Apparently, George Lucas has people who’s job is to open every letter to him, destroy the ones that have suggestions for improving Star Wars, pass on the rest and then never talk to him. You could argue that he might have been better off if he’d peeked at a few of them but this is so that he can’t ever be sued for accidentally coming up with the same idea as someone else.
Game developers and publishers don’t need your ideas. The limiting factor in this industry is not the rate and which ideas are being produced. It’s the rate at which ideas can be implemented, tested, tweaked polished and shipped.
Good design is about the thousands of tiny decisions that happen at every step of development. Consider the hundreds of tiny decisions that led to Juiced instead of NFS: Underground 2.
So I love James Portnow’s design challenges, because they get people to approach ideas the right way, as disposable sparks that need to be examined, explored and subjected to criticism by your peers in order to have any value. Design exists in a context of creation, and the realization of the ideas is far more important than the dreaming of them. We all know what happens to those who forget this truth and start shouting “design is law”.
May 14th, 2008 by Tim Maly
Listen to this episode of More or Less, featuring a charming tribute to Gary Gygax, creator of Dungeons and Dragons. It makes my point exactly about the benefits of stealth teaching.
A generation of young male nerds constructed elaborate fantasy worlds and flights of imagination while getting intimately acquainted with probability and basic statistics to a degree that grade 8 teachers can only dream. It really is unfortunate that the popularity of DnD was focused on a particular subset of the child population.
This raises an important question for the designers of future teaching games: Was the limited popularity of DnD because of the subject matter (Orcs and Elves) or because of the degree to which the math was near the surface of the play? Could you recreate the success for other groups of kids by changing the packaging, or would you need to make the math teaching even MORE stealthy?

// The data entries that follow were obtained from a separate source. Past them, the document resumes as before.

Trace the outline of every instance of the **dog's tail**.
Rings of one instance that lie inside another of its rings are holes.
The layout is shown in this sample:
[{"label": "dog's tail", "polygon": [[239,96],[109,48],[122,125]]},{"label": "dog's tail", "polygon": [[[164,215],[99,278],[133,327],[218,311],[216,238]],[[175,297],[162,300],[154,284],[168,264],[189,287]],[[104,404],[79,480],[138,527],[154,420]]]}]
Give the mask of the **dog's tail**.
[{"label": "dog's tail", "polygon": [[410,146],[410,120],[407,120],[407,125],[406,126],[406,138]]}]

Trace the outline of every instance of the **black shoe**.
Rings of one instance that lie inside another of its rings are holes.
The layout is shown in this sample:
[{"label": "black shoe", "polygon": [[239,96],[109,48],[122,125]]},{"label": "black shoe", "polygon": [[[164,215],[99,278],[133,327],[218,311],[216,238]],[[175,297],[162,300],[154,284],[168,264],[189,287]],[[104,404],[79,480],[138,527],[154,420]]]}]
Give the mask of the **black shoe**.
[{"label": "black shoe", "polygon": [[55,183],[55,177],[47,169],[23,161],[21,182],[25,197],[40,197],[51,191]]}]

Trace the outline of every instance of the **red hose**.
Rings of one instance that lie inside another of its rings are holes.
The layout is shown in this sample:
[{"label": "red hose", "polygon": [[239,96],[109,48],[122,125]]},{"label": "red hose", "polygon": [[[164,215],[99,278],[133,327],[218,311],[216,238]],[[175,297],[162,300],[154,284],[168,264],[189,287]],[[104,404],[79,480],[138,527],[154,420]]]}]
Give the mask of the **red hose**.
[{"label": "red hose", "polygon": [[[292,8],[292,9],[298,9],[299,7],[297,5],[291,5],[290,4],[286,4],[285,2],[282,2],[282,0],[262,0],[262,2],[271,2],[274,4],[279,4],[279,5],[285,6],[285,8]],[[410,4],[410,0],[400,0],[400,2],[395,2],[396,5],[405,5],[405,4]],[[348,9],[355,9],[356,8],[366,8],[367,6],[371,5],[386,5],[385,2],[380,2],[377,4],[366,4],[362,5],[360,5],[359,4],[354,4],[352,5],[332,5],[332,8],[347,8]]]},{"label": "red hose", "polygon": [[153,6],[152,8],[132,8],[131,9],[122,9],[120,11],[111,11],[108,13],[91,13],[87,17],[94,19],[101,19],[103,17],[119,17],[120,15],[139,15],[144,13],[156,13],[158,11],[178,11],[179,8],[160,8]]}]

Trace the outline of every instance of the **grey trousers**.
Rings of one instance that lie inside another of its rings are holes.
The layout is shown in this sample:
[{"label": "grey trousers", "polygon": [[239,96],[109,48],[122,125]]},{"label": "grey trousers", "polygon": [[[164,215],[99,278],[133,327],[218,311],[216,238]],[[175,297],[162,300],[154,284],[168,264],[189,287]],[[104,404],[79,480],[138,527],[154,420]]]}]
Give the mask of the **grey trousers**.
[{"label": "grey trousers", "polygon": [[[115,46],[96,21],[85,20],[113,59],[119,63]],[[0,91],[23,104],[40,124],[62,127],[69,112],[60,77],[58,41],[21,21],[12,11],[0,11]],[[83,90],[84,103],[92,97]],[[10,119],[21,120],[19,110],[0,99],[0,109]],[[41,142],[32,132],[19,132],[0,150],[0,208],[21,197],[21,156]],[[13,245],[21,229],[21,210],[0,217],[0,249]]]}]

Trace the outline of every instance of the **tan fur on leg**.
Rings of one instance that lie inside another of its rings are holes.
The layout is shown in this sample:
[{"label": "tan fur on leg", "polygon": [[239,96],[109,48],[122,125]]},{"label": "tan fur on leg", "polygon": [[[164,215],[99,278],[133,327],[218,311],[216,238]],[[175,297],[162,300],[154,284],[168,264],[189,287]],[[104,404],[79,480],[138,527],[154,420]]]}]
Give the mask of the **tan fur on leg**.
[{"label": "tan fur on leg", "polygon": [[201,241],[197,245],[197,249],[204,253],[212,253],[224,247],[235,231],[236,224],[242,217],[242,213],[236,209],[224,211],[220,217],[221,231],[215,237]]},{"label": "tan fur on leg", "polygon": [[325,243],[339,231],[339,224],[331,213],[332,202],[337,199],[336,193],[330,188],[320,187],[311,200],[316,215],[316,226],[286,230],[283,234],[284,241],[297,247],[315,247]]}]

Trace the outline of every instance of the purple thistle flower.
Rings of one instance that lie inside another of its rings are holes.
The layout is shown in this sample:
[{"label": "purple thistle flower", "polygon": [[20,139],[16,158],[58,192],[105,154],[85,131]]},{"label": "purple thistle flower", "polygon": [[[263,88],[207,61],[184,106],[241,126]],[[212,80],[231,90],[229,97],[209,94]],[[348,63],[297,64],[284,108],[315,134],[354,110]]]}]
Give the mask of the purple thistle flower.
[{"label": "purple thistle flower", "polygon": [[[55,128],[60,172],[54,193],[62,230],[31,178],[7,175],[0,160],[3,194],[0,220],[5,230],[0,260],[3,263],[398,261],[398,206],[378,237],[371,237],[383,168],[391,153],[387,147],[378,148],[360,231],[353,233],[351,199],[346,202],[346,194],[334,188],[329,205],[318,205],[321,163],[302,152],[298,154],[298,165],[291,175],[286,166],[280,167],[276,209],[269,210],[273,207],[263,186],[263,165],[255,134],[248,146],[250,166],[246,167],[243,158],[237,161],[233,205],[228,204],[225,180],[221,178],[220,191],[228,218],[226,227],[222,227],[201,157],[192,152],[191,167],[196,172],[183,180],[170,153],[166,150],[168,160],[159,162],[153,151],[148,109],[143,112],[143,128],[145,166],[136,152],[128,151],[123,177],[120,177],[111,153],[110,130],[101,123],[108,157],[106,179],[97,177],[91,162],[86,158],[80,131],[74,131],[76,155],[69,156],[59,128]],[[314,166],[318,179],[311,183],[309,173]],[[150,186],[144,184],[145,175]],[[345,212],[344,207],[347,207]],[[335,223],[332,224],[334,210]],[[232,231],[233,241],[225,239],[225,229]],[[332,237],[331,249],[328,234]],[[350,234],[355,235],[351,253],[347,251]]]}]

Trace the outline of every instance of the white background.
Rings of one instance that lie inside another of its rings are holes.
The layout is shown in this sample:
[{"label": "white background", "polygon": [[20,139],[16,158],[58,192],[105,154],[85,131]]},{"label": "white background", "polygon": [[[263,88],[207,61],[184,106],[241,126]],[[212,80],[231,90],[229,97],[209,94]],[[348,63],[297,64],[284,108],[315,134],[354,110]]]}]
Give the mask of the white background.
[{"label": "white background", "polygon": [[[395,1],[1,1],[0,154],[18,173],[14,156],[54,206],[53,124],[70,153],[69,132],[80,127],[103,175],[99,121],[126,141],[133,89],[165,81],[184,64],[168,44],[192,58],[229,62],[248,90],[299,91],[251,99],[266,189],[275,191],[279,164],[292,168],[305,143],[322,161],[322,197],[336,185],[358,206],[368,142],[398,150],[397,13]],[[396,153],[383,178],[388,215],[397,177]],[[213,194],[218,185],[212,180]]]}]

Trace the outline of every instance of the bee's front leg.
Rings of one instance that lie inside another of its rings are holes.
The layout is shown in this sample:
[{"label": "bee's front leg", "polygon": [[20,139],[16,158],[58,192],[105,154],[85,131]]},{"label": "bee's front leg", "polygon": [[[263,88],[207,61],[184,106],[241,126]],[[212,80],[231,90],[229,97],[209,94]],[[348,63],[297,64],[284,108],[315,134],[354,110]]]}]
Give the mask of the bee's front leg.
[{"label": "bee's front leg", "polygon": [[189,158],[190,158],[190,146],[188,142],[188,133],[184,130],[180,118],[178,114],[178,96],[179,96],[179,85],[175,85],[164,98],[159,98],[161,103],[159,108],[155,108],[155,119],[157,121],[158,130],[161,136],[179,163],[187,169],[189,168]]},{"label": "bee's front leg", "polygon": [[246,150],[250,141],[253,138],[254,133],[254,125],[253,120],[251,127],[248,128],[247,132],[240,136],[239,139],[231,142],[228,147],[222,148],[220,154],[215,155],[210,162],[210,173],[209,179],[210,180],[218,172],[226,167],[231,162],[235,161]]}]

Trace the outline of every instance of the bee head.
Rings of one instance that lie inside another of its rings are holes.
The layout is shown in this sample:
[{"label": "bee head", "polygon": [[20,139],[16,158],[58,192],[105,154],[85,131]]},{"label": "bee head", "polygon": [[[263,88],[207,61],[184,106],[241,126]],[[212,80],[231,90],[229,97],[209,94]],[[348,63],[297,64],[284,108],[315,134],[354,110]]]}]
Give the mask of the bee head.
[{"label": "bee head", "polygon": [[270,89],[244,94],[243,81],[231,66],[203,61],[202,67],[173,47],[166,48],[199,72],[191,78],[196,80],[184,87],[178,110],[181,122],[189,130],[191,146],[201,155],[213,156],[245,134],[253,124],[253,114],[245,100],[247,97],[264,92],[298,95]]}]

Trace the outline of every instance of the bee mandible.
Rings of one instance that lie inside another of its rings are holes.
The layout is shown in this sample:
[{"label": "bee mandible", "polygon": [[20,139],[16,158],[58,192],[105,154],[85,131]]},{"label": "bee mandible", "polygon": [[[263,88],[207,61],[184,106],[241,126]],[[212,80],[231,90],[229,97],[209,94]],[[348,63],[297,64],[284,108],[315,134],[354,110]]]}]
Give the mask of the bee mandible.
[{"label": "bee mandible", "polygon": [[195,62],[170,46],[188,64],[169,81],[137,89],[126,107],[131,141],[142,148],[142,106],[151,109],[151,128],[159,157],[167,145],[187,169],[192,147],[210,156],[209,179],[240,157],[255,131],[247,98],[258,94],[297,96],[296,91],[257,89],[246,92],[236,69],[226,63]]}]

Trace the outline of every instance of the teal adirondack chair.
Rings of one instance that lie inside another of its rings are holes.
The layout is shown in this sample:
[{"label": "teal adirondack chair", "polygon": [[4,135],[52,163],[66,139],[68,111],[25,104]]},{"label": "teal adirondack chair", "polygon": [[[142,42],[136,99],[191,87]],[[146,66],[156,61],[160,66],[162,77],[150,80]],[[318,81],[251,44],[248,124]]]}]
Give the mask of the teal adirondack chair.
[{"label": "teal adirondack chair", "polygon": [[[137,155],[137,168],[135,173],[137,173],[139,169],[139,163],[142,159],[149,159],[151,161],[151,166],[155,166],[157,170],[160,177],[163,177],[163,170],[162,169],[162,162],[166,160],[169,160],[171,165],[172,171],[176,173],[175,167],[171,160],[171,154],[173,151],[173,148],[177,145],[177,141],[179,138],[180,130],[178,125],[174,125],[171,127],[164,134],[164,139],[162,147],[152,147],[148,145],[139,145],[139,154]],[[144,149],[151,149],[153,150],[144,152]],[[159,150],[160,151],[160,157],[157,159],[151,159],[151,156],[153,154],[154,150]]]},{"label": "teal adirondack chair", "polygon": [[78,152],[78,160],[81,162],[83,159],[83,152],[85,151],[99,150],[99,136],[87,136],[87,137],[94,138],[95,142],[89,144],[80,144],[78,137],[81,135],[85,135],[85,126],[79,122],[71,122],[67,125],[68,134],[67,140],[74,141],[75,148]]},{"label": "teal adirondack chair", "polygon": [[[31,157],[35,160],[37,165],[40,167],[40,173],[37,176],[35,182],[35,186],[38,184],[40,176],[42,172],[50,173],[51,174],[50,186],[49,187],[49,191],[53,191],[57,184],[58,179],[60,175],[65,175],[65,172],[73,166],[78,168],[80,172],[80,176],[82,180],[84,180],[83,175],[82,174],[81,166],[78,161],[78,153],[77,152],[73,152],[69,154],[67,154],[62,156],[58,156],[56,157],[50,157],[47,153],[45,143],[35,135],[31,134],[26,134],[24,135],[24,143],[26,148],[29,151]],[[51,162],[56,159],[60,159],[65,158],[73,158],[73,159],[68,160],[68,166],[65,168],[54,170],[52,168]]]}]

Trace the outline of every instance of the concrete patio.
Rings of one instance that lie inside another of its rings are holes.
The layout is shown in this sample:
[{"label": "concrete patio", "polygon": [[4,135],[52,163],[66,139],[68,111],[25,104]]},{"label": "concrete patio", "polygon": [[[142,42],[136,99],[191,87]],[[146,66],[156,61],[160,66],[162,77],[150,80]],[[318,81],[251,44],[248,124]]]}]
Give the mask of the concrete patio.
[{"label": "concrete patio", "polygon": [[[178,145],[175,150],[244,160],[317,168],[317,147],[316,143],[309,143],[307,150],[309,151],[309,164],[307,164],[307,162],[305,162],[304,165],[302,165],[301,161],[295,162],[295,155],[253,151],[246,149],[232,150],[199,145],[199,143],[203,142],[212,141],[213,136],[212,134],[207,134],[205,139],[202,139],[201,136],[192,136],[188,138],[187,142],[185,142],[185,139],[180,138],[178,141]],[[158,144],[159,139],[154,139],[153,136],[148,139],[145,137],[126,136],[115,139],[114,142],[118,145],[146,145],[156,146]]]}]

May 12th, 2008 by Tim Maly
Raph Koster’s post today got me thinking (again) about Danc’s excellent 2005 article about the touring band as a business model.
The thing about the touring band and about micropayments that gets everyone excited is that there is NO UPPER LIMIT to how much a devoted fan can spend on you. I’m embarrassed when I think about how much money I have spent on pretend Magic cards and judging by the evidence over in Korea, a lot of other people are doing the same kind of thing for all sorts of games.
There is another benefit to micropayments that I haven’t seen people talk about as often: it’s much easier for players to slip in and out of fandom. When I broke my WOW addiction, I cancelled my account, cutting myself off from play. It’s unlikely that I’ll ever return. Meanwhile, on some server in California sits my neglected Magic: the Gathering Online collection. Any time I want, I can drop back in and play a few games with my old cards. How many casual games can I stand before I break down and start buying packs again? I’m scared to find out. Free-to-play micropayment models allow the kind of “oh hey I remember this band” nostalgia to take hold more easily, dragging recovered addicts back in to the fold.